Social media giant Twitter has taken it on the chin in part because investors are focusing on the wrong things, says one analyst.
Scott Kessler, Head of Technology Research for S&P Capital IQ was on BNN’s “The Street” today to talk about Twitter.
Kessler says his firm upgraded the stock to a “buy” a few weeks ago. He says a lot of people are focusing on the company’s seemingly sluggish user growth, but they should be looking at other metrics. The analyst says other engagement metrics such as “retweets” and “favorites” are seeing double-digit growth.
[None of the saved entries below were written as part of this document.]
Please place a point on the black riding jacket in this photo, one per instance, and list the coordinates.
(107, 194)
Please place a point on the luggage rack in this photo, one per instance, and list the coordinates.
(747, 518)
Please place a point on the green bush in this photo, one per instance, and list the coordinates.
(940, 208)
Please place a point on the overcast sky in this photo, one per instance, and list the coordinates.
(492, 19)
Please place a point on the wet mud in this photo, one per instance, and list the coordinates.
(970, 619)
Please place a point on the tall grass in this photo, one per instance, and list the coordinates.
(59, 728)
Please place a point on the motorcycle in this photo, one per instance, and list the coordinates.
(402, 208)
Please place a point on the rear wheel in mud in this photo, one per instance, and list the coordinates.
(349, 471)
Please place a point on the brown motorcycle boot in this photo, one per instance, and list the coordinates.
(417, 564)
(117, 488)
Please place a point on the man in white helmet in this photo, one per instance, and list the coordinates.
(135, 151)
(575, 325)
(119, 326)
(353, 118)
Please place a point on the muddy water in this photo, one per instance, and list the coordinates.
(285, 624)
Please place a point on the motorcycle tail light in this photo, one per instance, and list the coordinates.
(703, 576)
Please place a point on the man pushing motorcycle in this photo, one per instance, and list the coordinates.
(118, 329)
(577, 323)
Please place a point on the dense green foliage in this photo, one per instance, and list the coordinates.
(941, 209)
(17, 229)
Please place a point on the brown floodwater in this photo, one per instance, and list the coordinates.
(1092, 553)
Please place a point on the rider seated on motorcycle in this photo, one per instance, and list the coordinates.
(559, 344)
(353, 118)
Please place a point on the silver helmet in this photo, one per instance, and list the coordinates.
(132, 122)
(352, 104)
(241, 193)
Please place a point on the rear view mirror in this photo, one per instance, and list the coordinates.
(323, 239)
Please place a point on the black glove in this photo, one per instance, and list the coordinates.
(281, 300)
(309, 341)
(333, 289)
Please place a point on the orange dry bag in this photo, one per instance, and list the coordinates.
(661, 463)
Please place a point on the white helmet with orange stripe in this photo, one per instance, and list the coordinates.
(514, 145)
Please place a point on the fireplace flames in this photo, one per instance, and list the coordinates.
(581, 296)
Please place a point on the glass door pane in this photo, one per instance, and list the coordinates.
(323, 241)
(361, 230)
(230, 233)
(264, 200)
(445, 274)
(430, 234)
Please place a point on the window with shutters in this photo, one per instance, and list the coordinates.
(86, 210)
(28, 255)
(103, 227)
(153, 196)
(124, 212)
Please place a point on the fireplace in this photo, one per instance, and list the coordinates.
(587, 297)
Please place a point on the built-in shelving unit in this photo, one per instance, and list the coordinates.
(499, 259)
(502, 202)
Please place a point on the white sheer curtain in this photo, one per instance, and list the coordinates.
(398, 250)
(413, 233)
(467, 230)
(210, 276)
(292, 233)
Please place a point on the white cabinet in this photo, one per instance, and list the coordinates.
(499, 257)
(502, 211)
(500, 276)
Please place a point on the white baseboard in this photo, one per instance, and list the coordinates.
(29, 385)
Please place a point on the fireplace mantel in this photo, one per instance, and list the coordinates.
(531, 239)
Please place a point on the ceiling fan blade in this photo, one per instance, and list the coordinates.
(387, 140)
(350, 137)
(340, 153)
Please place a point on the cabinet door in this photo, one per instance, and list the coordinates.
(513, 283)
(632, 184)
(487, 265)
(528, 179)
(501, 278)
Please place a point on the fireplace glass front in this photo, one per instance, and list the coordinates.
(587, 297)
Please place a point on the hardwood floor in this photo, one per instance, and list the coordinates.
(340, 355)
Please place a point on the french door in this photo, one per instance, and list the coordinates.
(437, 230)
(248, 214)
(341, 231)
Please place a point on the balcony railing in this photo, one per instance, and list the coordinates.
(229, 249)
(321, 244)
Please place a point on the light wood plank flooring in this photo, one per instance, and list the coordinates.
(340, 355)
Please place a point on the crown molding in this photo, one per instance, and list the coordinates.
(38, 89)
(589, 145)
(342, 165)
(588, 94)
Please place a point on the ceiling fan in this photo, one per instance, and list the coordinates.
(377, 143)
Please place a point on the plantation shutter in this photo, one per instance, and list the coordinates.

“I think there is a disconnect in the marketplace, where a lot of people are focusing on the notion of user growth and engagement growth as Twitter kind of indicated that we should last year when they were in the process of coming public,” said Kessler. “It’s just that the metrics they have provided we don’t think are as relevant now as they were, let’s say, six months ago.”
Kessler says part of Twitter’s problem is of its own making because he believes management has done a poor job of communicating the parts of their platform that have “notable and growing appeal for advertisers”. He cites the acquisition of ad serving platform MoPUb, which was completed around the time the company went public, as a pickup that vastly expanded Twitter’s reach in mobile.
Twitter IPO’d on November 6th of last year at $26 a share. The stock closed its first day of trading at $44.90, but has steadily trailed off to current levels just above the thirty dollar mark.
Noting that Twitter trades at about fifteen times his firm’s revenue outlook for 2014, Kessler thinks investors at current prices are getting a bargain. “We think its an attractive value given all the misinformation that’s out there,” he said.